Many of the memes were first shared on Reddit and 4chan, according to Know Your Meme.

steal his look memeFacebook/Rolando Ramiro - facebook.com

tarentino memeFacebook/Rolando Ramiro - facebook.com

Why people make memes about tragic events.

As Mark Twain put in, "humor is tragedy plus time." The questions psychologists wrestle with are not if but when devastating events become comedic, and why some people make jokes when others are still grieving, as Psychology Today explains.

A paper published by the University of Colorado at Boulder's humor lab theorizes that time and distance both shape how long this process takes. "Because distance reduces threat, tragedies fail to be funny when one is too close for comfort," they write. Small mishaps, on the other hand, are less funny when they do not hit close to home.

Social media has certainly sped up this incubation period. Penn State Hazleton professor of English and American Studies Bill Ellis charted 9/11 jokes after the 2001 terror attacks in a 2002 paper. It took about a week for dark humor to kick in en masse online, Ellis found.

The internet has transformed radically since 2001 and meme culture has become a way to find levity in nihilism, addiction, self-deprecation, and absurdity. For participants — people who make, "like," and share these sorts of memes — the time gap appears to have shifted up. Of course, plenty of people would say it's too soon after the assassination for gallows humor to kick in, and those actually impacted by it would also likely not find the memes a laughing matter.

These viral images of and about the assailant also shed light on a larger phenomenon, which predates memes and the internet itself: People have been fascinated with assassins and have even valorized them over the course of history.

A statue of Gavrilo Princip — who assassinated Archduke Franz Ferdinand in 1914, triggering a sequence of events that startled World War I — was unveiled in near the Serbian government headquarters in 2014.

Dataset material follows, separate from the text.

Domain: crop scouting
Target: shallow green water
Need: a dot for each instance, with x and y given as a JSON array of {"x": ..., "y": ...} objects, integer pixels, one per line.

The statue was a gift from the Serb Republic, an autonomous Bosnian region, ABC News Australia reports. Public officials at the Sarajevo ceremony celebrated its debut.

statueWikimedia Commons - wikimedia.org

"Princip is portrayed in the history books of the various countries of former Yugoslavia either as a terrorist or as a rebel with a cause – reflecting contemporary divisions in a region still recovering from the more recent conflicts of the 1990s," the Guardian explains.

In the late 1980s, author Don Delillo attempted to delve into the psyche of Lee Harvey Oswald in "Libra," a 480-page fictional novel inspired by the assassination of former president John F. Kennedy.

Delillo's portrayal of Oswald is complicated, but the author is inarguably captivated by his motives and character. "How would I live in America?" Delillo's Oswald asks at one point in the book. "I would have a choice of being a worker in a system I despise or going unemployed.''

"I think I have an idea of what it's like to be an outsider in this society," Delillo told Rolling Stone in a 1991 interview, when asked why he wrote the book from the assassin's perspective. "Oswald was clearly an outsider, although he fought against his exclusion. I had a very haunting sense of what kind of life he led and what kind of person he was."